Os 19 canais de aquisição de clientes
Uma referência muito citada quando o assunto é aquisição é o livro Traction, de Gabriel Weinberg e Justin Mares, que descreve dezenove canais possíveis para uma empresa crescer. A lista serve como um cardápio para não ficar preso a uma ou duas opções óbvias.

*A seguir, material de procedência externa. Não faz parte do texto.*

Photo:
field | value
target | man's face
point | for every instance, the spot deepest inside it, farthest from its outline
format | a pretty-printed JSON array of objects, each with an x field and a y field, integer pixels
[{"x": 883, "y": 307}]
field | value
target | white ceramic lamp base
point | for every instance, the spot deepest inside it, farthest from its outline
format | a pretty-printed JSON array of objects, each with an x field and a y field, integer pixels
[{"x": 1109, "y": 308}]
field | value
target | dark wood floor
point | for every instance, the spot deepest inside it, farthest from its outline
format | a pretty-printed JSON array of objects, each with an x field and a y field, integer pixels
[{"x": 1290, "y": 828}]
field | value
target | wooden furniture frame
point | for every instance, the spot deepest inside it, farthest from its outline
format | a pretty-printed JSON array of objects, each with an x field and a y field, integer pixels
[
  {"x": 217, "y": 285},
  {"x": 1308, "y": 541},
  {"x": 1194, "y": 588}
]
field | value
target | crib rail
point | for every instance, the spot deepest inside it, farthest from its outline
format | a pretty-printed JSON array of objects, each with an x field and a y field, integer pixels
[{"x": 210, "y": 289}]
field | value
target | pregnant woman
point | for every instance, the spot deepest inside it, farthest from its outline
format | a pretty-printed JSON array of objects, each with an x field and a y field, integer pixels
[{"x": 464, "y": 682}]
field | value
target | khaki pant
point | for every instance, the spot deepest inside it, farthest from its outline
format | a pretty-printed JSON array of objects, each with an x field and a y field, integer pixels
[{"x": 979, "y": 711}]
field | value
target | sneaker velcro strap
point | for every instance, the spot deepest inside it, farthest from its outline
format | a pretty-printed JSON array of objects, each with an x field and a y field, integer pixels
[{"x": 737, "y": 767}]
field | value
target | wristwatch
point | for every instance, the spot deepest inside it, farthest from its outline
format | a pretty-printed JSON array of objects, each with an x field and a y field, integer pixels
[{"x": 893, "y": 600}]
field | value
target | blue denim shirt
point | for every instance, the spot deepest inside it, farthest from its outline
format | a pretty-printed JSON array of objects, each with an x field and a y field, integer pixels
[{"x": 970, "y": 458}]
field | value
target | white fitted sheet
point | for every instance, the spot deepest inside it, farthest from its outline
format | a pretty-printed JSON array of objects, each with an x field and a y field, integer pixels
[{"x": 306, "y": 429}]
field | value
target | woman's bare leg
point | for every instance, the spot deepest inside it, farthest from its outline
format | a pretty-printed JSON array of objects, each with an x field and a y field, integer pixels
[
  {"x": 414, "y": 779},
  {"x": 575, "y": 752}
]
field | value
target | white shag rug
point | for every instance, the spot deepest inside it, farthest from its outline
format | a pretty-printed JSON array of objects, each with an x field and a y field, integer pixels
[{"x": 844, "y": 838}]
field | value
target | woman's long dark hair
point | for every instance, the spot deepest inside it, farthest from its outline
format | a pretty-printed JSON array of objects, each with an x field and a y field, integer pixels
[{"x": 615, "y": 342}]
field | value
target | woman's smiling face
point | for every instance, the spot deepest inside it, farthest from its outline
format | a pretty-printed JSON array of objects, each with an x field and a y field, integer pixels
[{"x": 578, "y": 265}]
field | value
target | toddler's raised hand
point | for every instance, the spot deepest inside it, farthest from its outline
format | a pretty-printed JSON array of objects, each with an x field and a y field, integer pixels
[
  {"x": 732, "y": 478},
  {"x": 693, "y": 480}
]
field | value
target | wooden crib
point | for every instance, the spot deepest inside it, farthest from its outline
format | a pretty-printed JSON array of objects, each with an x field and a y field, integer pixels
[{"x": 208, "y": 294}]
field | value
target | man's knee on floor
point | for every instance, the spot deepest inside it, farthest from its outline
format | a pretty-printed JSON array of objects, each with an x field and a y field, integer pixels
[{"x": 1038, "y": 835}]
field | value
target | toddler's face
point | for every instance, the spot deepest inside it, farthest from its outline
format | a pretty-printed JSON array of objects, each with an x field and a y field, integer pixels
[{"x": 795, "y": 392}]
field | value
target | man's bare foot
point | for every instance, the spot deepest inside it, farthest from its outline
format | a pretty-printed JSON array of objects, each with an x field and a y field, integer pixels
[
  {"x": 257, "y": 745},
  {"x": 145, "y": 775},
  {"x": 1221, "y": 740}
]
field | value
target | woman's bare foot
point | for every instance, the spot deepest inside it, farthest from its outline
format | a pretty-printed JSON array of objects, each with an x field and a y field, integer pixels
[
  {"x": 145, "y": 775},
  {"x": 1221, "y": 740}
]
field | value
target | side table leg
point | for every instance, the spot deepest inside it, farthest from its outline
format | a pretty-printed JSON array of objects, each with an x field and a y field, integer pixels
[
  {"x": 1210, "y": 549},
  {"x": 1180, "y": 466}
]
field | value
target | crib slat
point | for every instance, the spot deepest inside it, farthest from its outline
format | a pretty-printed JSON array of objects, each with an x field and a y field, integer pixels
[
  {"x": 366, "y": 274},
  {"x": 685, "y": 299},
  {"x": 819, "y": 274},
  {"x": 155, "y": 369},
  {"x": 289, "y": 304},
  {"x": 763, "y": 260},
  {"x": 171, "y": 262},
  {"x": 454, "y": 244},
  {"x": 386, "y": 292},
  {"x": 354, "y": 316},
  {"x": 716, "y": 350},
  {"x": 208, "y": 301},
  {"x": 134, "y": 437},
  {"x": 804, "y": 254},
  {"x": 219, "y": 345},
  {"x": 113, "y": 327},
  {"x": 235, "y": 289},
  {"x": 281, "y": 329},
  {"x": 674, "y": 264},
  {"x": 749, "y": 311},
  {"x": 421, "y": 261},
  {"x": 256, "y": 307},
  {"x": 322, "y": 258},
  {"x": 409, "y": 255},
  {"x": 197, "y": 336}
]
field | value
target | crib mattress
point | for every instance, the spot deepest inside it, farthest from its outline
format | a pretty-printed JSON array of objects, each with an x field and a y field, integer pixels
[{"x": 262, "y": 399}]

Os dezenove canais são: marketing viral, relações públicas (PR), PR não convencional, marketing em buscadores (SEM), anúncios sociais e display, anúncios offline, otimização para buscadores (SEO), marketing de conteúdo, e-mail marketing, marketing de engenharia (ferramentas gratuitas), blogs de nicho, desenvolvimento de negócios, vendas, programas de afiliados, plataformas existentes, feiras e eventos, eventos offline, palestras e construção de comunidade.
A ideia central do livro é o chamado teste do bullseye: experimentar vários canais em pequena escala, medir e concentrar esforço nos poucos que realmente tracionam para o seu negócio, em vez de tentar todos ao mesmo tempo.
Como escolher os melhores canais para o seu negócio
Não existe um canal universalmente melhor, existe o canal certo para o seu público e o seu momento. Para escolher com critério:
- Comece pela persona: entenda onde a sua persona passa o tempo e como ela costuma buscar solução para o problema que você resolve.
- Considere o funil: alguns canais atraem quem ainda está descobrindo o tema, outros captam quem já quer comprar. Mapear isso no funil de vendas evita investir no canal errado para cada etapa.
- Calcule o custo: compare o custo de aquisição de cliente de cada canal com o valor que esse cliente gera ao longo do tempo.
- Equilibre curto e longo prazo: combine um canal de resultado rápido, como a mídia paga, com um de construção, como o SEO, que amadurece mas reduz o custo com o tempo.
O ideal é ter dois ou três canais fortes e previsíveis, em vez de depender de um só. Assim, se um deles oscila, o negócio não fica sem aquisição.

Como medir e otimizar os canais de aquisição
Um canal só vira estratégia quando é medido. Sem dados, é impossível saber onde investir mais e onde cortar. Alguns pontos práticos:
- Marque a origem: use parâmetros UTM nos links para identificar de qual canal cada visita chegou.
- Acompanhe o funil por canal: não olhe só visitas, mas quantas viram lead e cliente em cada fonte.
- Melhore a conversão: trabalhar o CRO faz o mesmo volume de tráfego render mais, aumentando o retorno de todos os canais de uma vez.
- Reveja a atribuição: lembre que o cliente costuma passar por vários canais antes de comprar, então evite dar todo o crédito ao último clique.
Com medição contínua, os canais deixam de ser um palpite e passam a ser um sistema: você sabe quanto entra, a que custo e onde ajustar para crescer.